El referido texto evangélico es uno de los momentos más vivos de toda la experiencia cristiana porque revela que, en el caminar desilusionado de la vida, el resucitado siempre está presente para que todo mexicano y veracruzano pueda conversar con él sobre el sentido de la vida, las injusticias estructurales de la sociedad, la pobreza social, la corrupción institucional, la violencia destructora en México, la inseguridad en muchas partes de la nación mexicana, la emigración de muchos ciudadanos por falta de oportunidades y el significado de la muerte y de la vida eterna.
El texto evangélico referido es una verdadera invitación libre, para que cada bautizado y ciudadano abra su interior a la palabra divina y al encuentro con Cristo resucitado hasta convertirse en verdaderos agentes de cambio social y no permanecer como espectadores indiferentes ante las problemáticas y proyectos de desarrollo integral de todos los ámbitos de la sociedad mexicana y veracruzana.
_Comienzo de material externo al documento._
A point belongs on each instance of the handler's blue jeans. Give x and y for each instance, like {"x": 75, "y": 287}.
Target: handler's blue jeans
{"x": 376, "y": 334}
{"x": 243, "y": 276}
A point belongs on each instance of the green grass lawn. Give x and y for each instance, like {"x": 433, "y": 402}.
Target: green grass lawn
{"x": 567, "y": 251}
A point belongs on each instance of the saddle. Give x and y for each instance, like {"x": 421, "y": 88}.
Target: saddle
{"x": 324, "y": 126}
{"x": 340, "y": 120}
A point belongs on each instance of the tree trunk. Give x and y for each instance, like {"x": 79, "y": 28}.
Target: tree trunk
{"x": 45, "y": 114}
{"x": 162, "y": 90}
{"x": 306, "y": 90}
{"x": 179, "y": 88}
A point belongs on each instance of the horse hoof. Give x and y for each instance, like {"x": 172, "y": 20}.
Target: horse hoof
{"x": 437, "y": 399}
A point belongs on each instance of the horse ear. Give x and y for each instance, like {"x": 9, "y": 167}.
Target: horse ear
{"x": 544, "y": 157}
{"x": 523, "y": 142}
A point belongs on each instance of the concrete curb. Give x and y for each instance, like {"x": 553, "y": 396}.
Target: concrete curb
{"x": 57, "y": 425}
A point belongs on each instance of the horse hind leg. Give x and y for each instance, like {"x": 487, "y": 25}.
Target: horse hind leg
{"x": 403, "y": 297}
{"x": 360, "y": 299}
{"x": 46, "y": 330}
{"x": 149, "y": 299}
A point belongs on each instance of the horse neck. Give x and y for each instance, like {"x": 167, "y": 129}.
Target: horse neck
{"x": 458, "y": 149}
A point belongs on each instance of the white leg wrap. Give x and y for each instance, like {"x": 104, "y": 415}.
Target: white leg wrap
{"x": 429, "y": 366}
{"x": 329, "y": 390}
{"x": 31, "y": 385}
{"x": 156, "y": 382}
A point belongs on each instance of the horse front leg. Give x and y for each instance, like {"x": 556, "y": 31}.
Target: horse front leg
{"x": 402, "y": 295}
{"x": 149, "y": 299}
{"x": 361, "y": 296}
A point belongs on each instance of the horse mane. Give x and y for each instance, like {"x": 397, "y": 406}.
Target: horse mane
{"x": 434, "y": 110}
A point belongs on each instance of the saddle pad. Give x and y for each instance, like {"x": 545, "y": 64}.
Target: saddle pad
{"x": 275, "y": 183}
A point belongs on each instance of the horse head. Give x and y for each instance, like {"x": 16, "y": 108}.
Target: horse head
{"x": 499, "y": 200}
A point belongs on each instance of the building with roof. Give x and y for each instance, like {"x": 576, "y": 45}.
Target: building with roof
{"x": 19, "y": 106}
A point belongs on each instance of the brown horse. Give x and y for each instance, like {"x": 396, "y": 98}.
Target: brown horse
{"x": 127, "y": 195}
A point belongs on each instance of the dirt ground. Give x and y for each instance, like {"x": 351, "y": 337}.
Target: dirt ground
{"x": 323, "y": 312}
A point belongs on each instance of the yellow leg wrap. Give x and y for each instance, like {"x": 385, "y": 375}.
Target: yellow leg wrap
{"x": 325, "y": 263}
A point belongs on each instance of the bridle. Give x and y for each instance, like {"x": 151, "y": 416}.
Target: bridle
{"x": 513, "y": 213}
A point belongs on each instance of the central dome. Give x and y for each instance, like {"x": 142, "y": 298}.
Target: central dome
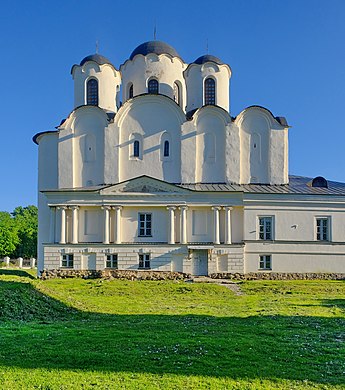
{"x": 100, "y": 60}
{"x": 157, "y": 47}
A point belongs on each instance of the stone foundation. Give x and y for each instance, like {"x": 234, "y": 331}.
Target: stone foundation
{"x": 278, "y": 276}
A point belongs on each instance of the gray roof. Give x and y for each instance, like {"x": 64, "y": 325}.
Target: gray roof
{"x": 100, "y": 60}
{"x": 297, "y": 185}
{"x": 208, "y": 58}
{"x": 157, "y": 47}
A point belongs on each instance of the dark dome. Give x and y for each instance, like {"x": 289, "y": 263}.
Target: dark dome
{"x": 100, "y": 60}
{"x": 208, "y": 58}
{"x": 157, "y": 47}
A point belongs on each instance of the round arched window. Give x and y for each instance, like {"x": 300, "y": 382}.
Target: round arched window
{"x": 153, "y": 86}
{"x": 210, "y": 91}
{"x": 92, "y": 92}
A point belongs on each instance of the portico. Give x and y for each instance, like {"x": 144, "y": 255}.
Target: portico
{"x": 178, "y": 223}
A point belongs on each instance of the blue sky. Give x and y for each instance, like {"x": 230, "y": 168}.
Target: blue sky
{"x": 288, "y": 56}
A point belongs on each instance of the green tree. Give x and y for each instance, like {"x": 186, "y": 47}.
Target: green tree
{"x": 8, "y": 234}
{"x": 26, "y": 222}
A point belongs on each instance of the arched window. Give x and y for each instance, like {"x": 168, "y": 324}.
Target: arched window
{"x": 177, "y": 93}
{"x": 92, "y": 92}
{"x": 153, "y": 86}
{"x": 130, "y": 91}
{"x": 136, "y": 148}
{"x": 166, "y": 152}
{"x": 210, "y": 91}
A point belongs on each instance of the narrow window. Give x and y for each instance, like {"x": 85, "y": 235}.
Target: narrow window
{"x": 67, "y": 261}
{"x": 92, "y": 92}
{"x": 111, "y": 261}
{"x": 166, "y": 152}
{"x": 153, "y": 86}
{"x": 145, "y": 225}
{"x": 144, "y": 261}
{"x": 136, "y": 148}
{"x": 130, "y": 91}
{"x": 265, "y": 262}
{"x": 210, "y": 91}
{"x": 177, "y": 93}
{"x": 265, "y": 228}
{"x": 322, "y": 229}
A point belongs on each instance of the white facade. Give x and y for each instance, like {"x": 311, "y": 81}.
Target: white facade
{"x": 169, "y": 180}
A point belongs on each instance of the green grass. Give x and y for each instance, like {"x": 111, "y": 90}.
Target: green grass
{"x": 98, "y": 334}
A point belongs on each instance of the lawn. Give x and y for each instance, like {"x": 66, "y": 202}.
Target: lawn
{"x": 99, "y": 334}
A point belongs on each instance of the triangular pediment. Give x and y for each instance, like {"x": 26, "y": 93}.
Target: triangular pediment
{"x": 143, "y": 185}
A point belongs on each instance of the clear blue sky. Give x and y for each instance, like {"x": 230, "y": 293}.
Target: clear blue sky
{"x": 288, "y": 56}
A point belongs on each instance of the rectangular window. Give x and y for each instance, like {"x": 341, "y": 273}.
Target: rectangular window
{"x": 145, "y": 225}
{"x": 265, "y": 262}
{"x": 322, "y": 229}
{"x": 144, "y": 261}
{"x": 67, "y": 261}
{"x": 265, "y": 228}
{"x": 111, "y": 261}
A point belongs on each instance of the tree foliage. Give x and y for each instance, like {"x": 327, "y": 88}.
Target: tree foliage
{"x": 18, "y": 232}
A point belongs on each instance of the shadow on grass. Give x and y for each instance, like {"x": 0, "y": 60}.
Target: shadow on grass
{"x": 16, "y": 272}
{"x": 265, "y": 347}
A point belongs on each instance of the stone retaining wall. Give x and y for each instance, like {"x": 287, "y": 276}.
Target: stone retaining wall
{"x": 278, "y": 276}
{"x": 114, "y": 274}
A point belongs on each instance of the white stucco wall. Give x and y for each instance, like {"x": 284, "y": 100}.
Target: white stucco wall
{"x": 146, "y": 119}
{"x": 109, "y": 82}
{"x": 195, "y": 77}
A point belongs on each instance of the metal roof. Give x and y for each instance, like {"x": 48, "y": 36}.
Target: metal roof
{"x": 297, "y": 185}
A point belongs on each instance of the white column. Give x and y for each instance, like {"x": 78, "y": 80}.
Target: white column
{"x": 171, "y": 236}
{"x": 183, "y": 224}
{"x": 52, "y": 225}
{"x": 63, "y": 225}
{"x": 216, "y": 224}
{"x": 228, "y": 225}
{"x": 75, "y": 224}
{"x": 106, "y": 224}
{"x": 117, "y": 224}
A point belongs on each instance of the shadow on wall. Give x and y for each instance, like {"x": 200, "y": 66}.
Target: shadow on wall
{"x": 264, "y": 347}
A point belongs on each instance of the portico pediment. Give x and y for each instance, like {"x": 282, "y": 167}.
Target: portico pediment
{"x": 143, "y": 185}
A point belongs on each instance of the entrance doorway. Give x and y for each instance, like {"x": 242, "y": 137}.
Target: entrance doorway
{"x": 200, "y": 262}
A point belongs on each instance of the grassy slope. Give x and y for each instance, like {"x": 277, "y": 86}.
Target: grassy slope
{"x": 63, "y": 334}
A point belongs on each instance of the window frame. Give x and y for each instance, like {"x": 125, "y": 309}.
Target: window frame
{"x": 144, "y": 219}
{"x": 166, "y": 149}
{"x": 150, "y": 90}
{"x": 92, "y": 100}
{"x": 328, "y": 228}
{"x": 110, "y": 260}
{"x": 69, "y": 259}
{"x": 210, "y": 97}
{"x": 262, "y": 235}
{"x": 136, "y": 148}
{"x": 144, "y": 261}
{"x": 177, "y": 93}
{"x": 264, "y": 261}
{"x": 130, "y": 91}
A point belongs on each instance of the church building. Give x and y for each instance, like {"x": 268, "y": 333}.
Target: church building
{"x": 152, "y": 170}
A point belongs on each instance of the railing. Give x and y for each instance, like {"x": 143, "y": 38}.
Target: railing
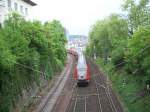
{"x": 2, "y": 3}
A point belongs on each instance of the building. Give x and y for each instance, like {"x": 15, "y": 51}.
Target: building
{"x": 22, "y": 7}
{"x": 77, "y": 42}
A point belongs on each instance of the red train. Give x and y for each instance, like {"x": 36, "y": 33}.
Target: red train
{"x": 73, "y": 52}
{"x": 82, "y": 72}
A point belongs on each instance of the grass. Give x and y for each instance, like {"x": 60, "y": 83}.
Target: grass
{"x": 129, "y": 88}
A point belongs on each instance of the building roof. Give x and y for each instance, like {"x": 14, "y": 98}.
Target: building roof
{"x": 30, "y": 2}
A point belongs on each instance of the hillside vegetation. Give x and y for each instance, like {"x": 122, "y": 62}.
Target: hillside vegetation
{"x": 121, "y": 46}
{"x": 29, "y": 51}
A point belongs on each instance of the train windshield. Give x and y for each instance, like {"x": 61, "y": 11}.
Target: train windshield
{"x": 81, "y": 63}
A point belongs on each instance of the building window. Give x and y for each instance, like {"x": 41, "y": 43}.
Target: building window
{"x": 9, "y": 3}
{"x": 21, "y": 9}
{"x": 16, "y": 6}
{"x": 26, "y": 11}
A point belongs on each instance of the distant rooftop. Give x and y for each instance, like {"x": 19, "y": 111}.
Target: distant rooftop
{"x": 30, "y": 2}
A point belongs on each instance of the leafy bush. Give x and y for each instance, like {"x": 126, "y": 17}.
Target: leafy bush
{"x": 25, "y": 49}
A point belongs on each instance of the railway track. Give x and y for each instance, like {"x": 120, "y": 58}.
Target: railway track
{"x": 96, "y": 97}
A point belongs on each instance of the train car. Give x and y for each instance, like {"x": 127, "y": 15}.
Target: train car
{"x": 82, "y": 71}
{"x": 73, "y": 52}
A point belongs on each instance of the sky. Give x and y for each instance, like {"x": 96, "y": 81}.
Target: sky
{"x": 77, "y": 16}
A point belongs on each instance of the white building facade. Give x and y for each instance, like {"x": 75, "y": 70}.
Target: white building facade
{"x": 22, "y": 7}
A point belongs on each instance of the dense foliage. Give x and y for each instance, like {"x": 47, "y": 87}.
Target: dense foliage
{"x": 28, "y": 51}
{"x": 121, "y": 45}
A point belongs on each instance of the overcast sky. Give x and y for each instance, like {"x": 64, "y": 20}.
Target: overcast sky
{"x": 75, "y": 15}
Dios respeta la libertad humana, aunque no nos abandona a nuestra degeneración ni permanezca indiferente ante el mal que diseminamos. Pero es necesario, por tanto, una llamada a nuestra conciencia para que no se deje capturar por la espiral de odio y mentira, para que esté siempre en guardia contra ese virus que, en dosis quizás mínimas todavía, acecha incluso a quien tiene una fe profunda arraigada en Jesucristo.